I started my Software Engineering journey 14 years ago, writing code for the web. It started with some WordPress dabbling and eventually JavaScript. During the past 5 years, I’ve slowly shifted away from web development. These days, I mostly use Swift, Objective-C, and Java.

With my focus elsewhere, it’s hard to keep up with the latest WordPress changes.

For the past 8 years, I was hosting this blog on Pressable. They are a part of Automattic, the company behind WordPress.

However, I wanted to avoid dealing with maintenance, mainly WordPress and plugin updates. Pressable’s price, while reasonable, was a bit too much for a personal blog. Additionally, I didn’t need 99% of the features WordPress provides.

To save time and hosting costs, I decided to move to a static site. I finished migration to Hugo earlier this week, and it was a fun learning experience.

Why Hugo

Once I had decided on a static site, I narrowed my options to:

  1. Jekyll
  2. Pelican
  3. Hugo

I wanted to avoid using Jekyll because I barely know Ruby. Based on language familiarity, my first pick was Pelican.

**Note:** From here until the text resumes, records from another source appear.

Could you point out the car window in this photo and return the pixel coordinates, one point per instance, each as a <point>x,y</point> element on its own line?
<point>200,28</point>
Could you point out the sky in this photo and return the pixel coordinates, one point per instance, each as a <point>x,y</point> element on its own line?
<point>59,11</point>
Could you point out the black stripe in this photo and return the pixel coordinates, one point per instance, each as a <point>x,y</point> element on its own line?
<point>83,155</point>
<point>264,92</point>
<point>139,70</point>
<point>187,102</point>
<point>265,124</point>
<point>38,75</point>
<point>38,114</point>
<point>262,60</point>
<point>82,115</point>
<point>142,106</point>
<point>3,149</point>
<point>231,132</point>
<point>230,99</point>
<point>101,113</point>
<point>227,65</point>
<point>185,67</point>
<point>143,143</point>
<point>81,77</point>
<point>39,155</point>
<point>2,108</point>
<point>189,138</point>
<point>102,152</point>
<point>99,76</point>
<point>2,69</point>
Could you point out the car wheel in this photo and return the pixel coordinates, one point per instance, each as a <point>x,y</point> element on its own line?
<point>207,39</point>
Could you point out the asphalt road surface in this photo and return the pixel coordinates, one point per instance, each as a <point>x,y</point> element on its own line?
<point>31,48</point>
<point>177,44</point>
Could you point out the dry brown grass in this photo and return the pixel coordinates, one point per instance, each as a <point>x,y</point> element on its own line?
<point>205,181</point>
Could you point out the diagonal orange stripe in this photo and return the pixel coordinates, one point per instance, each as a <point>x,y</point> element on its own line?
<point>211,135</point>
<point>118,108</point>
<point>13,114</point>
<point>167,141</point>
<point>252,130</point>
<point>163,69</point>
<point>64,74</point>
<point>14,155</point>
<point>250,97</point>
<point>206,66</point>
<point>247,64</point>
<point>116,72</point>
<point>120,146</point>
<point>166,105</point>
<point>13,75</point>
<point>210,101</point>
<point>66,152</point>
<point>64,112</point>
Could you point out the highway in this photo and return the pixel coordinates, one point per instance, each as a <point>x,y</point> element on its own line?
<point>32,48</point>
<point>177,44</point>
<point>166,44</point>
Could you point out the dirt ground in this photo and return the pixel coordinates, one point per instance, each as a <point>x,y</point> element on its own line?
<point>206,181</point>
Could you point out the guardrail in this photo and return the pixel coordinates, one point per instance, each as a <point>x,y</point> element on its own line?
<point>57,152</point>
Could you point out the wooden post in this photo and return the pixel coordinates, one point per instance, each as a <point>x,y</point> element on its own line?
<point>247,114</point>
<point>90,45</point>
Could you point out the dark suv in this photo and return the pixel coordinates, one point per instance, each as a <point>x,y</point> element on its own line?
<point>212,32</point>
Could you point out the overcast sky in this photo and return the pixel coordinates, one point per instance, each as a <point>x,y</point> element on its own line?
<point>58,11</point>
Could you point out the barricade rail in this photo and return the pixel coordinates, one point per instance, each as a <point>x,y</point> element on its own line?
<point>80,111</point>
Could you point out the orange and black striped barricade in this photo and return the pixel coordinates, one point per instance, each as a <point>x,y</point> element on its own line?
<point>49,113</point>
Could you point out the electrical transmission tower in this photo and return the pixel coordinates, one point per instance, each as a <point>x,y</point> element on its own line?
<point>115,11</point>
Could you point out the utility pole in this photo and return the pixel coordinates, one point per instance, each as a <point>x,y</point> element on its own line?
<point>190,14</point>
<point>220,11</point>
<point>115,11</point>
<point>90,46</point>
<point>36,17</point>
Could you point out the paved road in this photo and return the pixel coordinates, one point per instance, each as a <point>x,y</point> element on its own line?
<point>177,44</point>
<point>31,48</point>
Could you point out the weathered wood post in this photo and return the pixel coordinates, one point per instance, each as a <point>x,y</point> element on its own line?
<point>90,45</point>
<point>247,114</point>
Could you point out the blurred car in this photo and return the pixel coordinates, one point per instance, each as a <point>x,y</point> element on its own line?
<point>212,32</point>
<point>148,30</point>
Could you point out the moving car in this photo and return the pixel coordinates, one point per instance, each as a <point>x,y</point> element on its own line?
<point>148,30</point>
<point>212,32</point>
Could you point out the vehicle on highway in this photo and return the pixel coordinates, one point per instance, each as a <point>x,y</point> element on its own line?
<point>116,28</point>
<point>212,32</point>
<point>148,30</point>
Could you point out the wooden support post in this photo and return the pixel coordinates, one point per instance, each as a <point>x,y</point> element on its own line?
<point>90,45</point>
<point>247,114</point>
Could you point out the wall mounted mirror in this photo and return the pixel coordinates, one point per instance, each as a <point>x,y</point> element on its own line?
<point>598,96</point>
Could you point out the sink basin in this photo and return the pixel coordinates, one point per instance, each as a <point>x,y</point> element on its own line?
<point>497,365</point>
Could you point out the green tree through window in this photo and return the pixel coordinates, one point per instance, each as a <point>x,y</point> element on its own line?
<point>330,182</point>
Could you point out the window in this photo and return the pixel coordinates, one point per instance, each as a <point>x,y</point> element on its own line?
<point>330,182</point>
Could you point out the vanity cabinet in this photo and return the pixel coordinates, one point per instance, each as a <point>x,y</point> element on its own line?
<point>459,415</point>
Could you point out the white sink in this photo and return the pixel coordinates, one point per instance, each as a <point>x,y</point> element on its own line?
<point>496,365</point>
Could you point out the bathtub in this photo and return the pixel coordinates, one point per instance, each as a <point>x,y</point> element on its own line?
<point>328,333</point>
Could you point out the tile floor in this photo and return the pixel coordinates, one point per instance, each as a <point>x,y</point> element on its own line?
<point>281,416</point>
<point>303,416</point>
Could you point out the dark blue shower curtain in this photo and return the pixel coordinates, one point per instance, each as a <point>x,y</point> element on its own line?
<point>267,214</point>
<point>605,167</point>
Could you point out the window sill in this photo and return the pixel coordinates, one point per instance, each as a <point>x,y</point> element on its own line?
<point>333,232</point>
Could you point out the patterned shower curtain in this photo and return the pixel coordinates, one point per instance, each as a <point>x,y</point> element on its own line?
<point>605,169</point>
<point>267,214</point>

But Pelican had fewer theme options. Out of the themes I found, I wasn’t a big fan of any single one. So, I checked out Hugo themes and found PaperMod, which I really liked.

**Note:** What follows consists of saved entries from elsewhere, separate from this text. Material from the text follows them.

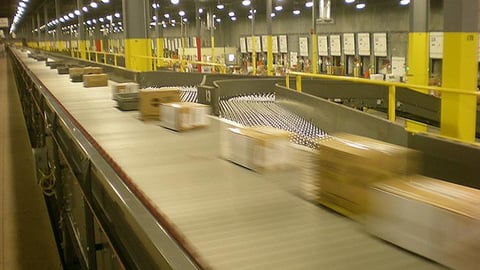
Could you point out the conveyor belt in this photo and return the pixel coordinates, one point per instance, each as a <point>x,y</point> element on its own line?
<point>230,217</point>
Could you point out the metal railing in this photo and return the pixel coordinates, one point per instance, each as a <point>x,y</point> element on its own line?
<point>392,86</point>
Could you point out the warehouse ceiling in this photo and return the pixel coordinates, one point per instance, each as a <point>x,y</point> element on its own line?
<point>232,9</point>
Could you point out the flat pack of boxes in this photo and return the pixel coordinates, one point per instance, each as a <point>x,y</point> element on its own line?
<point>181,116</point>
<point>126,95</point>
<point>95,80</point>
<point>76,74</point>
<point>347,164</point>
<point>433,218</point>
<point>259,148</point>
<point>151,98</point>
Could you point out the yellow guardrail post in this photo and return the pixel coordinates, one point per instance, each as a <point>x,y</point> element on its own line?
<point>391,102</point>
<point>298,83</point>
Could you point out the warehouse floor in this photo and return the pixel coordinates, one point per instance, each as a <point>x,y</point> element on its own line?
<point>26,237</point>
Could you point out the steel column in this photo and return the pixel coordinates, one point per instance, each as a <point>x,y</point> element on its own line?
<point>460,67</point>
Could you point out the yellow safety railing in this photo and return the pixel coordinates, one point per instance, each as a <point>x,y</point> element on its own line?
<point>391,91</point>
<point>170,62</point>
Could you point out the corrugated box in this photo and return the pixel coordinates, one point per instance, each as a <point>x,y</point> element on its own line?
<point>347,164</point>
<point>433,218</point>
<point>95,80</point>
<point>92,70</point>
<point>121,88</point>
<point>182,116</point>
<point>151,98</point>
<point>257,148</point>
<point>75,71</point>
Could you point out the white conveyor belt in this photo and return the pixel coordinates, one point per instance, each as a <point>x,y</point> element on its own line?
<point>232,217</point>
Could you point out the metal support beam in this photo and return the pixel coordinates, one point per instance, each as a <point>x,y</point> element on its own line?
<point>269,39</point>
<point>138,48</point>
<point>81,32</point>
<point>45,21</point>
<point>418,43</point>
<point>460,67</point>
<point>58,30</point>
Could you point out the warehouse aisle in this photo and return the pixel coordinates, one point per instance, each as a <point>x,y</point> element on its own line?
<point>26,238</point>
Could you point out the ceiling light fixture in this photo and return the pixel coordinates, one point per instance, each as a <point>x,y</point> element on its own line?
<point>360,6</point>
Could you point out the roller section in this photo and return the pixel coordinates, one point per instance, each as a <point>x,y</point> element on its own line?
<point>261,110</point>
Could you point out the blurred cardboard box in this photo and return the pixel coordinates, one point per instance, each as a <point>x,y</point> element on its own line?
<point>121,88</point>
<point>151,98</point>
<point>75,71</point>
<point>95,80</point>
<point>180,116</point>
<point>92,70</point>
<point>433,218</point>
<point>257,148</point>
<point>347,164</point>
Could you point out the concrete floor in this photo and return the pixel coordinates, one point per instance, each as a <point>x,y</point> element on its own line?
<point>26,237</point>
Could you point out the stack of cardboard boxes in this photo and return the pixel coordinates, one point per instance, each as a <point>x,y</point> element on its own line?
<point>259,148</point>
<point>347,164</point>
<point>94,77</point>
<point>181,116</point>
<point>151,98</point>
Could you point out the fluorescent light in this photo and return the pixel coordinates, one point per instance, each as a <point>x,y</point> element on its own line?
<point>360,6</point>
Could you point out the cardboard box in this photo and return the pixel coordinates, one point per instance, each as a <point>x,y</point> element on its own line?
<point>95,80</point>
<point>121,88</point>
<point>92,70</point>
<point>75,71</point>
<point>151,98</point>
<point>257,148</point>
<point>347,164</point>
<point>436,219</point>
<point>180,116</point>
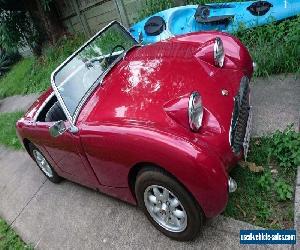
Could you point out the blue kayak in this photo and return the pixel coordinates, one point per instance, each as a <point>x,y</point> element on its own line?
<point>226,17</point>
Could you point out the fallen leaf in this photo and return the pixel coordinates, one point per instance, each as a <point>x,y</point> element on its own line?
<point>243,211</point>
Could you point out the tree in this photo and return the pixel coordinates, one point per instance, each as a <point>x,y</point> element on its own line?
<point>30,22</point>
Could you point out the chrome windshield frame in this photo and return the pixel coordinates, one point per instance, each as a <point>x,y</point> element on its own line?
<point>73,119</point>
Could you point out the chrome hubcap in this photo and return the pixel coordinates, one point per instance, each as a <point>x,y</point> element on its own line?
<point>165,208</point>
<point>42,163</point>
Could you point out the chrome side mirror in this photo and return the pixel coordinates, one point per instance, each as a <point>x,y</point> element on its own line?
<point>57,129</point>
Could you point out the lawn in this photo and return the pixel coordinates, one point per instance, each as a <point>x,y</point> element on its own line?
<point>265,195</point>
<point>8,135</point>
<point>9,240</point>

The second factor was active development. Hugo had more recent releases compared to Jekyll and Pelican. This may be a result of Hugo being less mature and feature rich, but it had all the features I needed.

Finally, I’ve been hearing many good things about Go and while I don’t plan to use it a lot anytime soon, I’d pick it over Ruby for learning.

So, I settled on Hugo.

Importing Content

With framework selected, the next task was importing content. I tried the Jekyll Exporter WordPress plugin, but it timed out when trying to export the posts. At this point, I could try to fix the plugin or just write a basic importer myself.

I opted to write an importer in Python. The script reads the WordPress XML export file and spits out a series of markdown files. There are still several features missing, but it works well enough for my small blog.

Writing an importer this fast was possible only because of the amazing Python ecosystem. These two libraries that made it effortless:

  1. Untangle to parse XML.
  2. Markdownify to convert HTML to Markdown.

There’s some crude parsing logic to convert the shortcodes and embeds as well that’s basically duct tape. But hey, it works for me.

If this script is something that you’ll find useful, feel free to use or modify it: WordPress Hugo Converter


For hosting, I was split between AWS and Netlify. I started with AWS and ran into DNS issues due to some confusing instructions. I had to search a bit because they require a $29/month payment plan for technical support.

In an ideal world, I would have gone with Netlify but since:

  1. I want to learn AWS
  2. I work at Amazon (not AWS)

I decided to stick with AWS. Moving to Route 53 resolved the DNS hiccups. After that, deploying the site with AWS Amplify was a breeze.

The Theme

I’m using PaperMod, a modified version of Paper. The no frills design and dark mode sold me on the theme. I’ve made a few customizations of my own to fix Safari scrollbars, and I’ve a few more that I’ll make slowly.

Overall, using and learning Hugo has been fun, and I am finally happy to use something besides S3.